“Corazones de
piedra”
Una de las propiedades más
características de las piedras es la “dureza”. Mientras más duras sean, es
decir, mientras más unidas estén las moléculas que las conforman, menor será la
probabilidad de que otras sustancias u objetos las rayen, partan, penetren o
comprometan.
Tener un corazón de piedra es
tener un corazón duro, un corazón que no cede, que no se deja tocar por la
acción del Espíritu Dios; un corazón “cerrado en sí mismo”; un corazón egoísta
y lleno de maldad…
“Corazones de carne”
A diferencia de las piedras,
la carne es blanda, es decir, no es rígida, no opone resistencia, se corta, se
raya, cede o se deforma con facilidad.
Tener un corazón de carne es
tener un corazón blando, un corazón que se deja tocar por la acción del
Espíritu de Dios; un corazón “abierto”, sensible y capaz de obrar el bien.

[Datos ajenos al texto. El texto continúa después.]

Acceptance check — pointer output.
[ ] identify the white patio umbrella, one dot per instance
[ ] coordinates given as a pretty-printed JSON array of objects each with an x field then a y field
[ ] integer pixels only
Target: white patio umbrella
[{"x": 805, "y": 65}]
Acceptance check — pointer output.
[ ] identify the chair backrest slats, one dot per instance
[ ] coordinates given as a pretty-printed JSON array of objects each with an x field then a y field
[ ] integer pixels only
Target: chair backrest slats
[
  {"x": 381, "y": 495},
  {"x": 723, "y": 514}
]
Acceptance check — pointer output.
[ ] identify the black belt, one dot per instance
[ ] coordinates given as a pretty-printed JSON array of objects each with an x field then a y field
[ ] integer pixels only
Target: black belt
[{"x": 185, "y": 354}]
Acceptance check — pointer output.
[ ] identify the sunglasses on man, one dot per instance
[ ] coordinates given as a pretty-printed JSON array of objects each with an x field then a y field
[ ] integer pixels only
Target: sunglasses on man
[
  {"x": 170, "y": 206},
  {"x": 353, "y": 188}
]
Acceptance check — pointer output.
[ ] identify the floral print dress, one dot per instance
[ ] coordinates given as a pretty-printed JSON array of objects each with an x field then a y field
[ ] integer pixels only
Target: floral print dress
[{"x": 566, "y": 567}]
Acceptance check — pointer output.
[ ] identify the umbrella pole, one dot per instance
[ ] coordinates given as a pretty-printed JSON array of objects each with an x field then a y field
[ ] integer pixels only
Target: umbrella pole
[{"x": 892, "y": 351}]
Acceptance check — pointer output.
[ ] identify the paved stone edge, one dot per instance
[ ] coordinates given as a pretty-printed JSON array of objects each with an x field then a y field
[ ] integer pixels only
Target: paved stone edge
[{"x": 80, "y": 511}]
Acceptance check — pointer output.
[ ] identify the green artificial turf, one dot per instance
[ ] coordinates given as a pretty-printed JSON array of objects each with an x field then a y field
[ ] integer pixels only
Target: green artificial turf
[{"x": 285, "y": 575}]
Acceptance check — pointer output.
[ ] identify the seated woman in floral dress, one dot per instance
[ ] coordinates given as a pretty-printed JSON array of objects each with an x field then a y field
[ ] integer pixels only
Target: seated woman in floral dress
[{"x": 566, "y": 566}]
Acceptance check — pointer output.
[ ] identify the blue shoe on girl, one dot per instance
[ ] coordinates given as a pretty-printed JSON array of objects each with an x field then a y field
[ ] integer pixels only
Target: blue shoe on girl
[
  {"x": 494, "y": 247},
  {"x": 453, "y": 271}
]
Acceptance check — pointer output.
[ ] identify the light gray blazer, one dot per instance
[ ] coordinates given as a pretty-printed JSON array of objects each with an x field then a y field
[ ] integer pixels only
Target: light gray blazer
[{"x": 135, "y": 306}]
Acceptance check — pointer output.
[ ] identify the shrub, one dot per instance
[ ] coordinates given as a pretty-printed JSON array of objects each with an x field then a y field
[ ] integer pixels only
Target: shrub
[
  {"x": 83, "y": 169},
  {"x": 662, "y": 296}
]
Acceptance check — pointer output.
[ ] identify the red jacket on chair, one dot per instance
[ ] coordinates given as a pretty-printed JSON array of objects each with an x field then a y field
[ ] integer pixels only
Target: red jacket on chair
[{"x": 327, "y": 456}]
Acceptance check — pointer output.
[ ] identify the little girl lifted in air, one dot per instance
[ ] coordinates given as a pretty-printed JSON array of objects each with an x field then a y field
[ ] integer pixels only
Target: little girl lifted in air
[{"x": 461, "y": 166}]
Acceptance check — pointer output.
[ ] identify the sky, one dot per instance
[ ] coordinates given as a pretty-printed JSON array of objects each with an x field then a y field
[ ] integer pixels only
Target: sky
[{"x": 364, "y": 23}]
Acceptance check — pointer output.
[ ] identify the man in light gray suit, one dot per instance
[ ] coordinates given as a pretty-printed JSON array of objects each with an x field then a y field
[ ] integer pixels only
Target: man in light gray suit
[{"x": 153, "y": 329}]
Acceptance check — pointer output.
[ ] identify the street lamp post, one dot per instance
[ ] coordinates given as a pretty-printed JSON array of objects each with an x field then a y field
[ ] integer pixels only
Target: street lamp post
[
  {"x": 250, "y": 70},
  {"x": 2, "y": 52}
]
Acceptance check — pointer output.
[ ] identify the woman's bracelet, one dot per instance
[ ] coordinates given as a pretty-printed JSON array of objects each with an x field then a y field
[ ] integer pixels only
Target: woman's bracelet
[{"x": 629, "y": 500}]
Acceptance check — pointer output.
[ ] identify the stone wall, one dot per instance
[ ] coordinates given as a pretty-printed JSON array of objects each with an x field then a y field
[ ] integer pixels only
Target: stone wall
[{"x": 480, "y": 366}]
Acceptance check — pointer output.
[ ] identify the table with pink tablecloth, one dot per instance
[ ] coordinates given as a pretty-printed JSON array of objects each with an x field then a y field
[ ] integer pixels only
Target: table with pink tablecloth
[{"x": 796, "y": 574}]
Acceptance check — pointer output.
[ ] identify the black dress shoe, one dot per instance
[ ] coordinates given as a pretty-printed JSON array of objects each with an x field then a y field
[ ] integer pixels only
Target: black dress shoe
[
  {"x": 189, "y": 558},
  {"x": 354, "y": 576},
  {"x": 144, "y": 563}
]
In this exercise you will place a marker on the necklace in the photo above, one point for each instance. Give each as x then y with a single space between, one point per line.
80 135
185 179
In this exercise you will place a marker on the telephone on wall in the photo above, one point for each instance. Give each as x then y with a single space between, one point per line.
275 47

El Espíritu es quien nos renueva
El profeta Ezequiel aclara: “Les daré un corazón nuevo, y les infundiré
un espíritu nuevo. Arrancaré de ustedes el corazón de piedra, y les daré un
corazón de carne. Les daré mi Espíritu y haré que guarden mis caminos y que
pongan por obra mis leyes y preceptos” (Ez 36, 26-27).
Es el Espíritu de Dios quien
nos renueva, el único capaz de transformar nuestros corazones, y hacernos
personas nuevas… sin embargo, como dijimos en el post anterior, a la acción del
Espíritu le sigue la nuestra: ¡Hay que guardar los caminos del Señor
y poner por obra sus leyes y preceptos!